Sunday, September 25, 2005

Trout Trout

We have trout.

Its a keeper.

I rolled a slab of raku clay, about three quarters of an inch thick. I used the canvas of the slab roller to pick up the slab, and transferred it to a plywood plank.

I put my trout template onto the slab, and carefully cut down to the board with a needle tool. I tried to keep the cut perpendicular to the board that the trout was on. I scavenged the scrap pieces, and rolled them out thinner to be used for rocket fins and for Julie to practice her scales on. I carried the trout into the house, on its plank, and put it on a tray in front of the couch while I watched the tail end of the Steelers game.

A slab of clay with square edges can chip and break easily, so I used one of my tools to bevel the edges of the trout. The tool has a wooden shaft, like a thick pencil, with an arrowhead shaped blade at one end, and a curved scraper that is bent in a crescent shape. I used the curved end on the trout. Since I'm right handed, I scraped the left edge of the trout towards me, and rotated the plank to make it all left edge until I have beveled the whole fish.

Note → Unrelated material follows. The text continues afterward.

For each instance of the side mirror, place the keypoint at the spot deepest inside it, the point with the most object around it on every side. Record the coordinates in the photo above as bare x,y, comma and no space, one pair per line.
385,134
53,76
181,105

I carved some deep lines into the trout, using the same tool, to delineate the fins, add definition to the tail, and added a mouth and gill slit. It was all very trouty; very authentic. The mouth was made to curve up a bit, so the trout was a happy one. I then carved an 'X' in the place of an eye. Happy ex-trout. To emphasize the formerness, I took a piece of clay, and crafted a lolling tongue to stick out of the side of the mouth. Yup, a happy dead trout, no doubt about it. Expired, really, but in a happy way.

The happy dead trout is in the damp box, with a layer of plastic over it to slow the drying process. After a bisque firing, I'll raku fire it in the kiln that I haven't built yet. I may get an oak plank, stain and router it a bit to make something suitable for mounting the fish.